Interface does not load consistently

Major Resolved View vendor source →

Merinio experienced a major incident on February 19, 2021 affecting Web Application, lasting 3h 10m. The incident has been resolved; the full update timeline is below.

Started
Feb 19, 2021, 08:11 PM UTC
Resolved
Feb 19, 2021, 11:22 PM UTC
Duration
3h 10m
Detected by Pingoru
Feb 19, 2021, 08:11 PM UTC

Affected components

Web Application

Update timeline

  1. investigating Feb 19, 2021, 08:11 PM UTC

    We are currently investigating an issue where Merinio responds intermittently and sometimes does not load.

  2. monitoring Feb 19, 2021, 08:36 PM UTC

    A fix has been implemented and we are monitoring the results.

  3. resolved Feb 19, 2021, 11:22 PM UTC

    This incident has been resolved, we will continue to monitor the situation closely.

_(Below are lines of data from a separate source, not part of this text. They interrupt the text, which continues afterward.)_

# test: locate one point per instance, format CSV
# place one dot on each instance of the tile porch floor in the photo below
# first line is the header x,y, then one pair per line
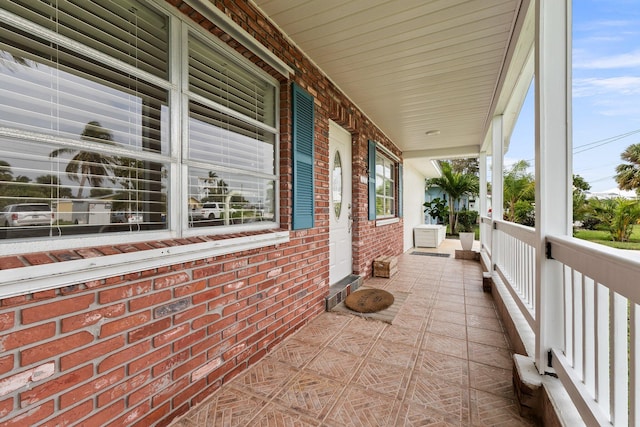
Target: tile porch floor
x,y
445,361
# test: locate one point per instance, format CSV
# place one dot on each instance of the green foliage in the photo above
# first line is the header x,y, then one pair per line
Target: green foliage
x,y
617,216
604,238
469,166
455,185
519,188
580,205
89,165
467,220
626,214
437,208
524,213
628,174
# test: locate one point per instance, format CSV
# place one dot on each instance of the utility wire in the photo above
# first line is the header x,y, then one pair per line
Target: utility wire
x,y
591,145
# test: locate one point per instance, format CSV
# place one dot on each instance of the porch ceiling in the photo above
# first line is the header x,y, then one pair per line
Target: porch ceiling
x,y
412,66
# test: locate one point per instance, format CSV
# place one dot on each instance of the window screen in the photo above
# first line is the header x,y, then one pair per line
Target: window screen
x,y
231,141
84,137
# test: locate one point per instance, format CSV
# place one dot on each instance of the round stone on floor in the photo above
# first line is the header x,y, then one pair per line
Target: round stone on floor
x,y
369,300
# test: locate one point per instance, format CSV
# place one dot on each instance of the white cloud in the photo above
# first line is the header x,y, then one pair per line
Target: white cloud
x,y
623,85
624,60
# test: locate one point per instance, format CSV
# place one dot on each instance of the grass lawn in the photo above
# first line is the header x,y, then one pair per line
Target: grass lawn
x,y
604,238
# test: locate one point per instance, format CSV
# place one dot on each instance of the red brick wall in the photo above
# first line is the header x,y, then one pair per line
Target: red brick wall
x,y
143,348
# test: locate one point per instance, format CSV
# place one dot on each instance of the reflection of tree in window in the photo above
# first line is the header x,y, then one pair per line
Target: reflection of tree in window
x,y
88,165
215,188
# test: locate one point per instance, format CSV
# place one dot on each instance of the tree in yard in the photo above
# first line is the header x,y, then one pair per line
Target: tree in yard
x,y
628,174
580,206
519,189
626,214
455,185
89,165
6,174
466,166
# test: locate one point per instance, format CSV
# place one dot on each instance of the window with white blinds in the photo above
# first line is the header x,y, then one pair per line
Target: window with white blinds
x,y
232,141
85,126
385,186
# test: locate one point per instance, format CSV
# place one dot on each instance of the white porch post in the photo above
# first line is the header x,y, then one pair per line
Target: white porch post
x,y
483,184
553,165
497,195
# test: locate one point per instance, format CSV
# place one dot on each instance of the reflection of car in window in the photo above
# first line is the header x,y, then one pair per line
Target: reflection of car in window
x,y
210,210
24,214
126,217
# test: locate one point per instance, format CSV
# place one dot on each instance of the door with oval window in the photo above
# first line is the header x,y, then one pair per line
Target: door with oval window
x,y
340,212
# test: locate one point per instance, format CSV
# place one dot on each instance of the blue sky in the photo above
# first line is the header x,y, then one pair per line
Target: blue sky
x,y
606,91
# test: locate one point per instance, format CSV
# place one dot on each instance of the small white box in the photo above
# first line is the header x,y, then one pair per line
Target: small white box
x,y
428,235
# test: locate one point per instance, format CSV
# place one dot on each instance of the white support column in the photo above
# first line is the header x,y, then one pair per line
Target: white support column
x,y
497,166
553,165
482,208
497,187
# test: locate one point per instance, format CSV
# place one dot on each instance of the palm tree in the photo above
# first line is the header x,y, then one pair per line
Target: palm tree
x,y
89,165
519,186
6,174
628,175
455,185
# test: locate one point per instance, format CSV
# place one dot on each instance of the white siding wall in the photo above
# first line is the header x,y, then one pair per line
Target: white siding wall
x,y
413,198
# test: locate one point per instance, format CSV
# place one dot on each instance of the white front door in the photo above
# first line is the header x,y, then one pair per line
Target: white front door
x,y
340,219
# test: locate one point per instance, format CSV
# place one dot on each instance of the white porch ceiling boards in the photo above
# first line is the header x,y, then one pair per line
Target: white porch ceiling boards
x,y
410,65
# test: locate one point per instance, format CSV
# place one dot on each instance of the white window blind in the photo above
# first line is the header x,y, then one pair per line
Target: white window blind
x,y
84,137
385,186
231,141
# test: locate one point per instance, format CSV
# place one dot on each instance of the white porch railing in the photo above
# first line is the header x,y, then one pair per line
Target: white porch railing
x,y
600,362
485,235
514,257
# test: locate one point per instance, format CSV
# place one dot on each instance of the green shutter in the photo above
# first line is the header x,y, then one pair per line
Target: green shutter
x,y
302,131
400,190
372,179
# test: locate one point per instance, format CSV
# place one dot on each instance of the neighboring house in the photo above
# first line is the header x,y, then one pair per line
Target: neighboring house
x,y
434,192
134,325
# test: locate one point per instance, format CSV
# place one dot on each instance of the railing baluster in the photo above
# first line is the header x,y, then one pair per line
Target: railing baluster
x,y
620,366
634,374
602,352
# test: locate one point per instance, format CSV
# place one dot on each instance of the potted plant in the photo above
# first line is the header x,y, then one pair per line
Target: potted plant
x,y
437,208
466,232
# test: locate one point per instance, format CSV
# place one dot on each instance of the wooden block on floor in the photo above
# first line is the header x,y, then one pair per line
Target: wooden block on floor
x,y
385,266
486,281
470,255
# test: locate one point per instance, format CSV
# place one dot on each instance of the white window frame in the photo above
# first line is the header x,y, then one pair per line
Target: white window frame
x,y
51,276
394,178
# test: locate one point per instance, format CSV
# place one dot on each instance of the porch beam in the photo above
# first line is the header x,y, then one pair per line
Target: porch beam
x,y
553,166
483,183
497,166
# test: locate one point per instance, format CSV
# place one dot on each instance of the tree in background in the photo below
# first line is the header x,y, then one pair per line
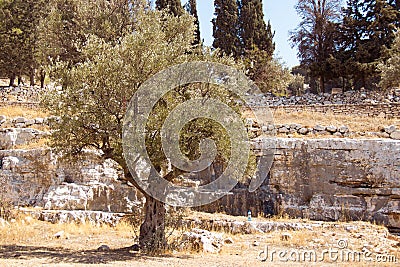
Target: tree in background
x,y
254,32
315,35
226,27
191,8
18,37
366,34
240,30
173,7
257,46
390,70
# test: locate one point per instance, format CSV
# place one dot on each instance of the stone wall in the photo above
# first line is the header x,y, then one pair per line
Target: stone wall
x,y
321,179
382,110
326,179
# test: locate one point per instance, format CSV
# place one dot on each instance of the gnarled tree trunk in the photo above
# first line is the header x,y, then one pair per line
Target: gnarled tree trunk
x,y
152,235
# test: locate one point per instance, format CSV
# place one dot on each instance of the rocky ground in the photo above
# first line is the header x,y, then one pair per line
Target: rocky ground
x,y
31,242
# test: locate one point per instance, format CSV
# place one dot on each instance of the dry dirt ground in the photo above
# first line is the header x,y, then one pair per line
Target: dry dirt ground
x,y
29,242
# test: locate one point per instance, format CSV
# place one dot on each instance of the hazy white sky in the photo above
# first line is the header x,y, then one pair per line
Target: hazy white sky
x,y
283,19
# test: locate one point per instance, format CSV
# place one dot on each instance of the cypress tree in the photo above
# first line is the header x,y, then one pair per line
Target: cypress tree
x,y
173,6
191,8
255,34
367,34
225,27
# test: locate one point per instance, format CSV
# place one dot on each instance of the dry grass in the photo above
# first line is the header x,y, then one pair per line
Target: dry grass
x,y
26,230
31,242
12,112
355,123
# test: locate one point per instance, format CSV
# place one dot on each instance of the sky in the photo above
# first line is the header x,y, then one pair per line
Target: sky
x,y
283,19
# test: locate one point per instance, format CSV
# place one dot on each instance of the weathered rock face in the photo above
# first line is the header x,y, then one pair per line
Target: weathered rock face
x,y
321,179
11,137
326,179
39,178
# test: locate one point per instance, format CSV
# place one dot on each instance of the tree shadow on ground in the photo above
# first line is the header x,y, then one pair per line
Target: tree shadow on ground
x,y
63,255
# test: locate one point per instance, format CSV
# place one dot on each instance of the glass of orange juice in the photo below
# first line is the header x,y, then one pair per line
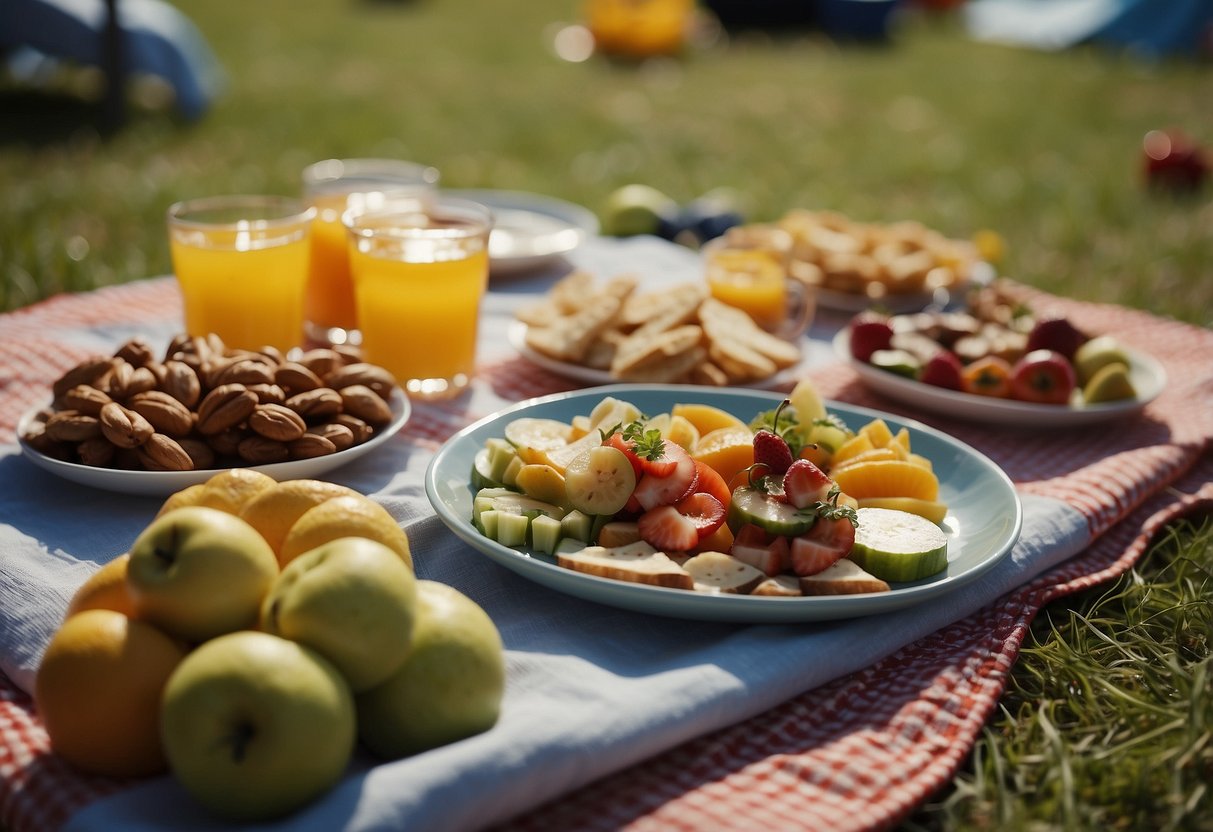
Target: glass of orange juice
x,y
747,268
332,187
241,265
420,267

  4. postmortem Feb 23, 2021, 10:32 PM UTC

    **Background:** On the afternoon of February 19th, 2021, our main API servers began exhibiting significantly elevated error rates coupled with extreme latency. This issue caused widespread unresponsiveness across our infrastructure for about half an hour, severely impacting user experience by preventing app loading and creating substantial delays in page transitions. **Root Cause Analysis:** The initial remedy involved expanding the capacity of our production cluster and rebooting several key services. A thorough investigation of the logs revealed that the request load on our systems had surged by approximately 3000%. This dramatic increase led to escalating latency, culminating in widespread request timeouts. The surge was traced back to a recent modification in the bulk edit tool within Merinio 2.0. This change inadvertently caused the entire user list to refresh on all logged-in devices for each user edit, as opposed to the previous setup where the list refreshed only upon page changes post-resource modification. **Immediate Response:** To mitigate the immediate impact, we have temporarily disabled real-time updates for changes executed through the bulk edit tool. Our team is actively developing a more optimized solution to handle such scenarios efficiently. **Impact:** This incident significantly disrupted operations for our users, leading to a degraded experience. We deeply regret the inconvenience and interruption caused to our users during this period.